I believe that historic plate SA1 was transferred sometime in the 1950’s to a business vehicle, and this vehicle still bears the SA1 registration number to this day. However, we believe the number is also registered on a trailer and potentially a motorcycle too.

So, in order for an individual to obtain the SA 1 historic plate, one would need to purchase all the vehicles that plate 1 is registered to, and obtain a transfer of the plate into their name via the Department of Transport.

However, the Department of Transport have declared that Historic Plates will only be auctioned off in the future, and that they will no longer allow the issue of Class Specific or Proprietary Rights to an owner of a vehicle with a Historic Plate; nor will they allow transfer of a plate without rights from an original/old owner to a new owner.

So, when these vehicles that have SA1 registered to them change ownership, they will immediately forfeit plate SA1 upon any transferral of the paperwork from old owner to new owner.

The registrants of SA1 know this, and simply will keep their vehicles registered, paid up and in their names; thus preventing the plate from “disappearing” into the Department of Transport’s system.

So, in effect there is a standoff between the registered owners of SA1 and the Government Department.

Other low plates too, we understand, are in a similar situation.


But, the story for SA1 and other low historic plates doesn’t end there.
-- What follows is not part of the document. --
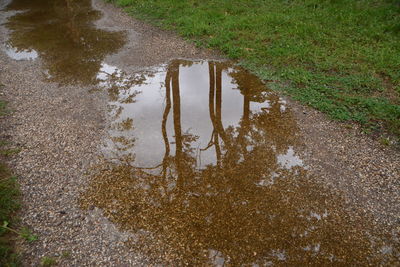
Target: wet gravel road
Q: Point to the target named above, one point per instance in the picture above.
(60, 122)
When the first Grand Prix was held in 1985 a series of commemorative “Black” GP plates, in numbers 1-199, was issued. See our page on Grand Prix plates here:

The Department of Transport at the time issued these GP plates with ”Proprietary Rights” to each number- in effect the same “rights” to the “same” number that were allocated to Historic class plates at the original Great Plate Auction.

There have been several legal challenges to the Department of Transport from Historic Plate owners who, in their mind, had the SOLE rights, the PROPRIETARY rights, to a specific number. That is, it was their understanding at the time of purchase that they secured the sole, proprietary, singular, only use of a specific number on a plate in SA.

However, for example plate 3 has been issued with Rights in both the GP Black and Historic essentially there are two cars registered in plate number 3 in SA. Yes, the plates themselves are different, the plate styles are different, but the challenge to the Department of Transport is that the numerals, the actual number (in this case no 3) is the “same”.

We understand that the Department of Transport has had Crown Solicitor advice to never again issue duplicates of any one number that corresponds to those GP plates sold in the range 1-199; the numbers that correspond to those numbers in the black GP series.


So, even if SA1 was to become available due to a lapse of registration of the vehicles it is registered too, or if ownership was transferred, it would never be sold at auction due to this duplicity of the black GP and historic numbers 1-199.

This rule rings true for other low historic numbers under 199 that to this day have not had Class Specific or Proprietary Rights previously issued. Indeed, any historic plate that is without full rights but is registered on an old car can now no longer be applied for and purchased directly from the Government.

This same Crown solicitor advice, we understand, has led to the concurrent change in rules now preventing white GP plates (sold and issued in the range 200-9999) from being re-sold and transferred to new owners. Again, there are duplicate Historic Plates that had full proprietary/class specific rights purchased for these numbers from 1985 to the present day.


So, today the lowest historic number in SA that has had full rights purchased to it is plate SA "3"; and the “lowest” number extant in SA that any rights have been sold to is plate GP "1".